Route information
- Maintained by ITD
- Length: 33.978 mi (54.682 km)
- Existed: 1972–present

Major junctions
- South end: SH-77 in Malta
- SH-77 in Declo
- North end: US 30 in Burley

Location
- Country: United States
- State: Idaho
- Counties: Cassia

Highway system
- Idaho State Highway System; Interstate; US; State;
| ← SH-79 |  | → I-84 |

= Idaho State Highway 81 =

State highway in Idaho, United States

State Highway 81 (SH-81) is a state highway in Cassia County, Idaho. The highway runs for 33.978 mi from SH-77 in Malta to U.S. Route 30 (US-30) in Burley. It also has a short spur route connecting the highway to Interstate 84 (I-84) at the Yale Interchange.

Prior to its designation as SH-81 in 1972, the highway was part of U.S. Route 30S (US-30S), a multi-state national highway that traveled from Burley to Granger, Wyoming.

==Route description==

State Highway 81 begins at an intersection with SH-77 in Malta, located north of the Utah state line. The highway travels north, following the eastern foothills of the Cotterell Mountains and the Raft River valley, through Idahome to Interstate 84, which it parallels for several miles heading northwest. SH-81 completes its turn west and heads towards Declo, intersecting SH-77. The highway continues west along the southern side of the Snake River, parallel to the Eastern Idaho Railroad. It terminates at an intersection with US-30 (co-signed with Interstate 84 Business) south of Burley Municipal Airport on the banks of the Snake River, just east of downtown Burley.

==History==
U.S. Route 30S, which traveled from Burley to Granger, Wyoming via Logan, Utah, was established in 1926 as an alternative route to U.S. Route 30N. It was moved to the completed Interstate 80N (later I-84) in 1970, and decommissioned entirely in 1972. SH-81 was established by the Idaho State Board of Highway Directors on September 12, 1972, to preserve state maintenance of the highway between Burley and the Utah state line.
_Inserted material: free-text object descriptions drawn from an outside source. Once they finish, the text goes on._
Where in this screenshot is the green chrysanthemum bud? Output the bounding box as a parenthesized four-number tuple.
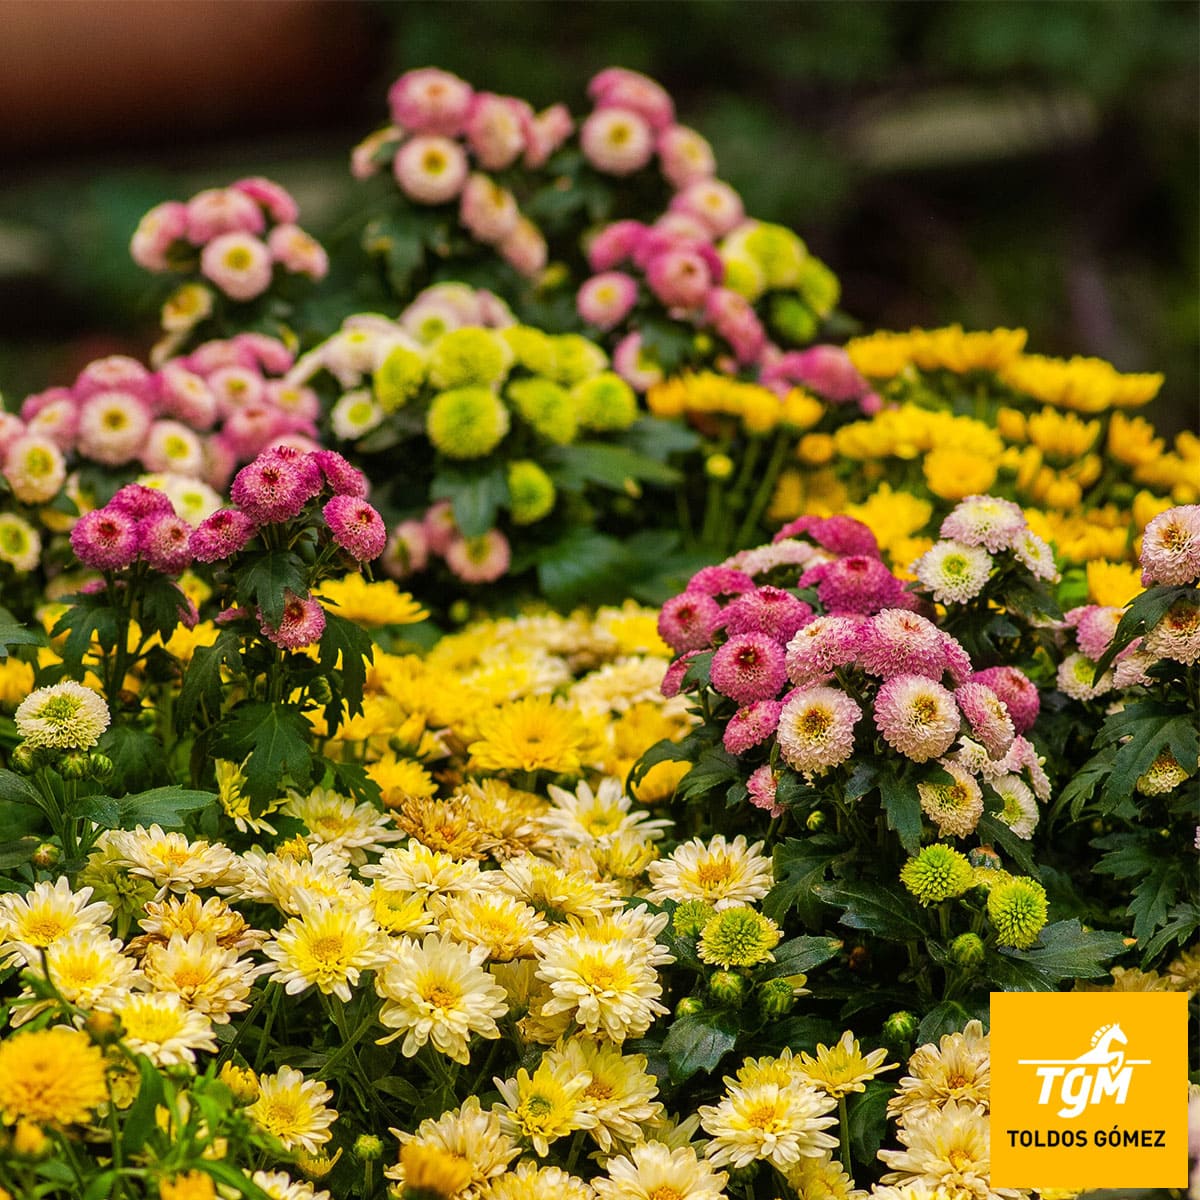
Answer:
(448, 599, 471, 625)
(353, 1133, 385, 1162)
(675, 995, 706, 1019)
(672, 899, 716, 940)
(987, 876, 1048, 950)
(708, 970, 750, 1006)
(758, 977, 798, 1017)
(550, 334, 608, 385)
(506, 460, 556, 525)
(374, 344, 426, 412)
(506, 377, 577, 445)
(571, 372, 637, 432)
(705, 454, 734, 481)
(58, 749, 91, 780)
(10, 743, 39, 773)
(31, 843, 59, 870)
(88, 752, 114, 780)
(950, 932, 986, 969)
(899, 844, 974, 906)
(426, 387, 510, 459)
(806, 811, 826, 832)
(698, 906, 781, 968)
(427, 327, 512, 390)
(795, 254, 841, 318)
(769, 294, 819, 346)
(883, 1010, 919, 1044)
In 1983, the Idaho Transportation Board studied an extension of SH-81 from Burley to Twin Falls to replace an existing section of US 30. It was later truncated in the early 1990s to its current terminus at SH-77 in Malta.

==Major intersections==

| Location | mi | km | Destinations | Notes |
| Malta | 0.000 | 0.000 | SH-77 north (Center Street) – Albion |  |
| ​ | 15.166 | 24.407 | SH-81 Spur (Yale Road) to I-84 |  |
| Declo | 26.216 | 42.191 | SH-77 (Clark Street) to I-84 – Albion, Rupert |  |
| Burley | 33.978 | 54.682 | US 30 / I-84 BL – Burley, Heyburn |  |
1.000 mi = 1.609 km; 1.000 km = 0.621 mi

==Spur route==

ID-81 has a spur route connecting the main highway to Interstate 84, traveling 0.337 mi east along Yale Road to the Yale Interchange.